Keywords

1 Introduction

Many hospitals use the Electronic Health Records system (EHRs) to integrate different kinds of medical data [1, 2]. The data mining technology is widely applied on the EHRs to support clinical decision, including drug supervision [3], complication identification [4], disease prediction [5], patient stratification [6] and other related directions [7]. Among them, medical complication identification gets special attention. Complications refer to diseases caused in the process of another disease. It is difficult to discover the potential relationship between disease and its complication based on a small dataset. The emerging of big data analytic technology makes it feasible to identify the possible complications by mining the massive data in EHRs.

Previous studies on complication identification normally focused on the specific disease and adopted the data mining algorithms to find some potential complications for the specific disease. However, these researches rarely consider the complications of different diseases together and ignore individual disease’s features. Aiming to mine the potential complication relationship in the EHRs, this study firstly proposes the concurrent weight of diseases to depict the possibility that one disease will be a complication of other diseases. Based on the concurrent weight, we adopt the weighted association rule mining algorithm to mine potential complication relationship and predict the possible complications for clinical decision-making.

The rest of the paper is organized as follows. Section 2 introduces the related works on complication identification. Then, the proposed complication mining method is presented in Sect. 3, followed by the experiment results in Sect. 4. Finally, we discuss major research findings and future research of this study in Sect. 5.

2 Related Works

Complications represent the concurrence and association relationships among different diseases. They normally affect the patients seriously and cost much higher medical expenditure. In order to identify the possible complications for the disease, various data mining techniques are applied in complication identification.

Roque et al. [8] uses the text mining technology to analyze the electronic patient records of a Danish Psychiatric Hospital. By extracting phenotype information from electronic patient records, they analyze the disease co-occurrence relationship. Hanauer et al. [9] uses the Molecular Concept Map (MCM) algorithm to mine the electronic medical database and successfully find some interesting new diseases associations. Holmes et al. [10] use Application for Discovering Disease Associations using Multiple Sources (ADAMS) to identify the co-morbidities of the rare diseases Kaposi sarcoma, toxoplasmosis, and Kawasaki disease. By incorporating textual information from PubMed and Wikipedia, they find some rare or previously unreported associations.
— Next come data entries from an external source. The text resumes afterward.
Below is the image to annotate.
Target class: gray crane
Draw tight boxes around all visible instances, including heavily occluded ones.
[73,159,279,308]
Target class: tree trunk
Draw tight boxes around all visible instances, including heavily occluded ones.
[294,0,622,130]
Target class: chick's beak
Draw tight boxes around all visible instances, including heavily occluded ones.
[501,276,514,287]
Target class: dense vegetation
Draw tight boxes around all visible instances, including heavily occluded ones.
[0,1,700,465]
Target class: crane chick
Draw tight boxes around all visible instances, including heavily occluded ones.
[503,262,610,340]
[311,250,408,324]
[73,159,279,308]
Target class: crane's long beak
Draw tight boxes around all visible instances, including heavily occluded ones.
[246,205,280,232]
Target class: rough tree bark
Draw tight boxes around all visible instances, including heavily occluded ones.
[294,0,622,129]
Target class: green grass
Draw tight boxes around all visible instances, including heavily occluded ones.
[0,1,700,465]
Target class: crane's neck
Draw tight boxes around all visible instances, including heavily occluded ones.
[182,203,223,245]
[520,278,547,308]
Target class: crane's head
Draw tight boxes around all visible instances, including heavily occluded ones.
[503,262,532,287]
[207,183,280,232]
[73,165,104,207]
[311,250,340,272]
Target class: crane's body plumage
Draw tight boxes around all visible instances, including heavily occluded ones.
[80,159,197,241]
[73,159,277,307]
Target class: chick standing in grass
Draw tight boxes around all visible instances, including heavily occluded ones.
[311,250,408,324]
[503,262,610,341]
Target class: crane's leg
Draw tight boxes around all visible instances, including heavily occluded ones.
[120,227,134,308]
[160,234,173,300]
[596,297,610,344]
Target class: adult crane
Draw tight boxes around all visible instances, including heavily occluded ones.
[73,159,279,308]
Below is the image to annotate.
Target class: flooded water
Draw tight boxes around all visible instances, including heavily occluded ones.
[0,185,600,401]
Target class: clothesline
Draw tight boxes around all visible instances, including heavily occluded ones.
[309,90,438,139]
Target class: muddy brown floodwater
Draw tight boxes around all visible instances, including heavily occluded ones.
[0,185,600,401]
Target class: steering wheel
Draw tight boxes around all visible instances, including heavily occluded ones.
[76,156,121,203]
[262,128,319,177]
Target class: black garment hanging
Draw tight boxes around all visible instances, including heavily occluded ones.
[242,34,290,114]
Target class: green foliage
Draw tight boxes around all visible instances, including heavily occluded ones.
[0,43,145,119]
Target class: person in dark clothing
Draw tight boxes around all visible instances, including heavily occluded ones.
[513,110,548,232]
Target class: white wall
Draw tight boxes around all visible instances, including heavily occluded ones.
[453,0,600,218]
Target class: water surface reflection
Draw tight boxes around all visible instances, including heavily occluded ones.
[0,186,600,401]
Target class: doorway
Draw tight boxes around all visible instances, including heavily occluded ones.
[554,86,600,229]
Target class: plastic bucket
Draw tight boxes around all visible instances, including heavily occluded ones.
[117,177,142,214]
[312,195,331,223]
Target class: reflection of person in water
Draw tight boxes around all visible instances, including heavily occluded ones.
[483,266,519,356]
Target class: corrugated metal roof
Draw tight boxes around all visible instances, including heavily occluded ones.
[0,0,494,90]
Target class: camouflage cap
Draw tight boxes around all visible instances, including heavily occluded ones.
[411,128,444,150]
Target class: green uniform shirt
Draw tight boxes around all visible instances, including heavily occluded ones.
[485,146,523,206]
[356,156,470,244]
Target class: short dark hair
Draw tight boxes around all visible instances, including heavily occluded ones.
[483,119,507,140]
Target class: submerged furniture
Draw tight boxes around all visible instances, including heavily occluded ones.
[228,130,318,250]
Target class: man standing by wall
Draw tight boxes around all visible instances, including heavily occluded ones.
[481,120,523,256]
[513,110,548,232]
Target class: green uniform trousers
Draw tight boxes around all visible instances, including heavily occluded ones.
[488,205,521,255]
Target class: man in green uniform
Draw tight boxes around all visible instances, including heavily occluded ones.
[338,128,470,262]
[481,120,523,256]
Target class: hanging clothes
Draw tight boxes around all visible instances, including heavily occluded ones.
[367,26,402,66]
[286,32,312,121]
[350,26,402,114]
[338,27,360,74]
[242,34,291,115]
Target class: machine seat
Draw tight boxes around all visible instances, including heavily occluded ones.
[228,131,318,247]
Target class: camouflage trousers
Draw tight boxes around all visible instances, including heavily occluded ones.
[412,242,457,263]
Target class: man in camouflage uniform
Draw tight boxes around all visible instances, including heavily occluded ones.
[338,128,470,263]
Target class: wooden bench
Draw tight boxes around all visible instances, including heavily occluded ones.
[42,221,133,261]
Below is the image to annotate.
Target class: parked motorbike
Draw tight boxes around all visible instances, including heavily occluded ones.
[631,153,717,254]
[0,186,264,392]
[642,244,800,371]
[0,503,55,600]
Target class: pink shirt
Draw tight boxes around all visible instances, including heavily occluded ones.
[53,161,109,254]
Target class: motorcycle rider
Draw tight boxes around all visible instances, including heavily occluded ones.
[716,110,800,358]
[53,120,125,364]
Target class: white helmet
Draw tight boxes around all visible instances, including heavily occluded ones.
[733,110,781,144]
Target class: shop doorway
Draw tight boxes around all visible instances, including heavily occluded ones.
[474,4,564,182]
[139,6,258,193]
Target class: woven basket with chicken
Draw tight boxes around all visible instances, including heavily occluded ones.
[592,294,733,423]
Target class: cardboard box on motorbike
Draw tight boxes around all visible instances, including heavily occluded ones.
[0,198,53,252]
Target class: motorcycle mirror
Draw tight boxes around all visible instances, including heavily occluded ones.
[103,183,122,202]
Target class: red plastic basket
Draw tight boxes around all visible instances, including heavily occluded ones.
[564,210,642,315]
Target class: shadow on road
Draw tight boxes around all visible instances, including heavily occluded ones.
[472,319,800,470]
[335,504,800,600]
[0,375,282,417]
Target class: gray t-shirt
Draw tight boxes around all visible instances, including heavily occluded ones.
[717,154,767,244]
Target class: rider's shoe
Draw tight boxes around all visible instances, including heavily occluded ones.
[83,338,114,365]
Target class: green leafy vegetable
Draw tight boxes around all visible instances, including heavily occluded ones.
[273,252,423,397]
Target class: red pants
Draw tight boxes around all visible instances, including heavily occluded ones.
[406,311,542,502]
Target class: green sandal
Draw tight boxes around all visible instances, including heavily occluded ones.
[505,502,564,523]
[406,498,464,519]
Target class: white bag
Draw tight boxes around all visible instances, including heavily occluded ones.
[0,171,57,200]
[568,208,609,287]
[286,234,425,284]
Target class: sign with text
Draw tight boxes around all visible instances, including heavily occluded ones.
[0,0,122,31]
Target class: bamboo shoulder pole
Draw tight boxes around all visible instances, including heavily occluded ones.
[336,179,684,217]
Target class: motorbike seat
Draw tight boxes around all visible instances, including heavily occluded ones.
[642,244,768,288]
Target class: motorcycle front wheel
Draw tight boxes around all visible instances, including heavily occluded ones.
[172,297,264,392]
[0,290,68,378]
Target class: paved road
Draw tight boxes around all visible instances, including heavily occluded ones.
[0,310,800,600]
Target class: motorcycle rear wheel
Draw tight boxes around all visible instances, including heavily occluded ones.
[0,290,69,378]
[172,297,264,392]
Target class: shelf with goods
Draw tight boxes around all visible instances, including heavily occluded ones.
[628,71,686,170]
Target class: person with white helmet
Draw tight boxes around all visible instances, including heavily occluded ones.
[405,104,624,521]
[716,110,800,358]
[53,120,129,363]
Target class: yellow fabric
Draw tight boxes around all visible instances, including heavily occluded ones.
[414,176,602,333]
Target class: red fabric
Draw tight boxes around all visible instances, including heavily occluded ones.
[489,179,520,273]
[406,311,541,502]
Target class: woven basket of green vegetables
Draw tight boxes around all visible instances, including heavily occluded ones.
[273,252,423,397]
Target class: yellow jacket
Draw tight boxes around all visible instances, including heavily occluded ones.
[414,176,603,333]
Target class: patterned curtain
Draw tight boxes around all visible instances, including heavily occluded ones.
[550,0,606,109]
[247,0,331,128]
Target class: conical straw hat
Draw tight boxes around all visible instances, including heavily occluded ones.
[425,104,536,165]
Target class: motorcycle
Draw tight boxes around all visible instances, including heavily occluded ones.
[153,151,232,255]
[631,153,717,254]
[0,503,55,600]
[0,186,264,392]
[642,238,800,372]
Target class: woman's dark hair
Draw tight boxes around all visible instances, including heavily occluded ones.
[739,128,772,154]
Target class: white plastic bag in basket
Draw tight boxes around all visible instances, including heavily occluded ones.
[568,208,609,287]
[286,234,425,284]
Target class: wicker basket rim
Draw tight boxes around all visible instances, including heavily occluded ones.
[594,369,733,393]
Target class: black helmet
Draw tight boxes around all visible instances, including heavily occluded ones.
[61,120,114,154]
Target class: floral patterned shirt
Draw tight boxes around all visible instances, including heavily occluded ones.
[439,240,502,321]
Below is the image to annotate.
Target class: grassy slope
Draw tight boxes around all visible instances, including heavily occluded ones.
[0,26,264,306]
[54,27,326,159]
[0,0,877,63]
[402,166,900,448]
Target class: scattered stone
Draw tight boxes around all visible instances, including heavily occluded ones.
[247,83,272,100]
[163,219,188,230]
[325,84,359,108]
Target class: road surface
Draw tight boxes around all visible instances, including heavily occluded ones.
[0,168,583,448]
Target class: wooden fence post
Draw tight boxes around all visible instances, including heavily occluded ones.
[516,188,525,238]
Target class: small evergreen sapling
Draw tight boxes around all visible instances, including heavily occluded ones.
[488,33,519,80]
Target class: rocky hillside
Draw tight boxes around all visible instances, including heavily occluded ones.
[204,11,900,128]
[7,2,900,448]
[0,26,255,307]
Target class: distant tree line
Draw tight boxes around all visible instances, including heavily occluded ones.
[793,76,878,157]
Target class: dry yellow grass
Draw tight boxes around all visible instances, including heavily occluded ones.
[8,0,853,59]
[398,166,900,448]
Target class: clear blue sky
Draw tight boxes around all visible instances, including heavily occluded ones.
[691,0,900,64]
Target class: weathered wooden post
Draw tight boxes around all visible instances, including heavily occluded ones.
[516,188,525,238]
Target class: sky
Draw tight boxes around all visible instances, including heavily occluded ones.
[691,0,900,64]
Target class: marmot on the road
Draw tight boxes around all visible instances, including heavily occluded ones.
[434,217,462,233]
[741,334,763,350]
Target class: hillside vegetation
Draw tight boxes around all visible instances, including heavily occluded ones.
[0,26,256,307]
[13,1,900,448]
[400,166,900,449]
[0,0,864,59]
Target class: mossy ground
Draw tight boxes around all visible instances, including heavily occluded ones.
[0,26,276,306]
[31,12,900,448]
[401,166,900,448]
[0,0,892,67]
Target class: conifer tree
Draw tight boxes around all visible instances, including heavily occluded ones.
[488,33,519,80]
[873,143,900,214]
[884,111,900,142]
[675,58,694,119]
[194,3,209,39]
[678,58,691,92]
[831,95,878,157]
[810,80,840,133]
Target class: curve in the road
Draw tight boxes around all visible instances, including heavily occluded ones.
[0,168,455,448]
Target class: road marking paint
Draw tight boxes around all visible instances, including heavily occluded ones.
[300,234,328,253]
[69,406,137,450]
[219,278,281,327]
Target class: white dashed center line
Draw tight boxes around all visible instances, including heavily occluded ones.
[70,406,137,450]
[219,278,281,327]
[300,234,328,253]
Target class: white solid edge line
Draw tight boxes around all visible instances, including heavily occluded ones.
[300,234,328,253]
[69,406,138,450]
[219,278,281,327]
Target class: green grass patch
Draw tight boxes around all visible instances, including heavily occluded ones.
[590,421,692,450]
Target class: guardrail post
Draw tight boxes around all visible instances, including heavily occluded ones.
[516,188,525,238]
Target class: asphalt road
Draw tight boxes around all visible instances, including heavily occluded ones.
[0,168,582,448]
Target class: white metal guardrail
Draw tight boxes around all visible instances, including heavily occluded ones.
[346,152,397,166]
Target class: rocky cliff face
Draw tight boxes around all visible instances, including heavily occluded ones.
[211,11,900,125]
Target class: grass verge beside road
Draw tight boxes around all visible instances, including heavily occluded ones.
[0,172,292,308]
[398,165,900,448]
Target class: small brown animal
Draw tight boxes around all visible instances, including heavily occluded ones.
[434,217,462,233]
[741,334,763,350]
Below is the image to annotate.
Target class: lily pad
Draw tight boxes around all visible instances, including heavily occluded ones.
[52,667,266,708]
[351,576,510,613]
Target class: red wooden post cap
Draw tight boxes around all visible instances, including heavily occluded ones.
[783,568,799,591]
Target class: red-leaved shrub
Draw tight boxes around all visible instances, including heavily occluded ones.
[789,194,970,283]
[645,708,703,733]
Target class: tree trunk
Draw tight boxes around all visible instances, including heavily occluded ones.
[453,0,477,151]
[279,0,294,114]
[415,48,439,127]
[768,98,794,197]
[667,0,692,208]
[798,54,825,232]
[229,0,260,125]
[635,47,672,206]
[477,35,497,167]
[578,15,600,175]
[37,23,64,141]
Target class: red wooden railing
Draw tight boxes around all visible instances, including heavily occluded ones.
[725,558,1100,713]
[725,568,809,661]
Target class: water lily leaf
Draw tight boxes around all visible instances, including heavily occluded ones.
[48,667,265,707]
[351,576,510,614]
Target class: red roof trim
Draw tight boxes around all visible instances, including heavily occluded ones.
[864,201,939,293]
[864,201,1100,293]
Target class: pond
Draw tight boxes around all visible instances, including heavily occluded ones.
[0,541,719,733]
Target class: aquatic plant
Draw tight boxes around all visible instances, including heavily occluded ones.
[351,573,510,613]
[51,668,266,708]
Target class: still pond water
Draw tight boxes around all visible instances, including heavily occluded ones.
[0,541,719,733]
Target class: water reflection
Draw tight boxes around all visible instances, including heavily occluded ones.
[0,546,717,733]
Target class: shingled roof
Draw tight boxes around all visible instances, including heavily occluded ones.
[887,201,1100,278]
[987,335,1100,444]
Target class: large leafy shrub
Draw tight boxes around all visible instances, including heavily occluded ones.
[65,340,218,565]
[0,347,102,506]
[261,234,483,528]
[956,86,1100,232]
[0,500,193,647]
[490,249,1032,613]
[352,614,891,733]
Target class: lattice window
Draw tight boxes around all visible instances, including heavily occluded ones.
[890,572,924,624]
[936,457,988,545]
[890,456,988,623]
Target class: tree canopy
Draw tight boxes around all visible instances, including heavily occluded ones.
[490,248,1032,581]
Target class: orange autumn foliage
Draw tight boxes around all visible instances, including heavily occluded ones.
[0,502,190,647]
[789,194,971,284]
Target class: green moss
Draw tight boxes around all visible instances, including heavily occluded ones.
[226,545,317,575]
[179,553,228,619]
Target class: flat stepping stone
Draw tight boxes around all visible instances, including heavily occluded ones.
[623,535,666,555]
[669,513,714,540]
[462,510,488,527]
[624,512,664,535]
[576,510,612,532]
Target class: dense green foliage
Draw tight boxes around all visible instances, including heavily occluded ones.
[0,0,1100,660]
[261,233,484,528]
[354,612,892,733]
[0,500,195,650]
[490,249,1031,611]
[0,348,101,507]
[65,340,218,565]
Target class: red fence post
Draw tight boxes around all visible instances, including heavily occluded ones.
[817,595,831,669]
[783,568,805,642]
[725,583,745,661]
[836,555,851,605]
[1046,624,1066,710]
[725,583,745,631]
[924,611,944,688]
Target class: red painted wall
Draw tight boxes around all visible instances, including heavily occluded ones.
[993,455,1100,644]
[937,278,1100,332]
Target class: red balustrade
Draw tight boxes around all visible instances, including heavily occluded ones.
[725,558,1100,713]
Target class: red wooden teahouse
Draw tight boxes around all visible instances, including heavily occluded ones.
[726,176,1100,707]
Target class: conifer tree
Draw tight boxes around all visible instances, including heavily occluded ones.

As one of the most popular data mining algorithms, Association Rule Mining (ARM) is widely used in complication identification of a certain disease. Tai and Chiu [11] focuses on the complications identification of Attention Deficit/Hyperactivity Disorder (ADHD). By employing the association rule mining algorithm, they find that ADHD case group has apparently higher risk of comorbidity with psychiatric comorbidity than with other physical illnesses. Kim et al. [12] analyze the complications of type 2 diabetes mellitus. Based on the medical data of 411,414 patients from 1996 to 2007, they develop the Dx Analyze tool to clean data and reveal associations of comorbidity. The results show that association rule mining was practical for complication studies. Shin et al. [13] use Apriori algorithm and Clementine program to analyze the data of 5,022 patients with essential hypertension. The strong associations between hypertension, non-insulin-dependent diabetes mellitus and cerebral infarction are mined. Moreover, based on a large amount of data, Wright et al. [14] also use the association rule mining method to find out the association among different diseases and laboratory results. The results show that association rule mining is a useful tool for identifying clinically accurate associations and has a better performance over other knowledge-based methods.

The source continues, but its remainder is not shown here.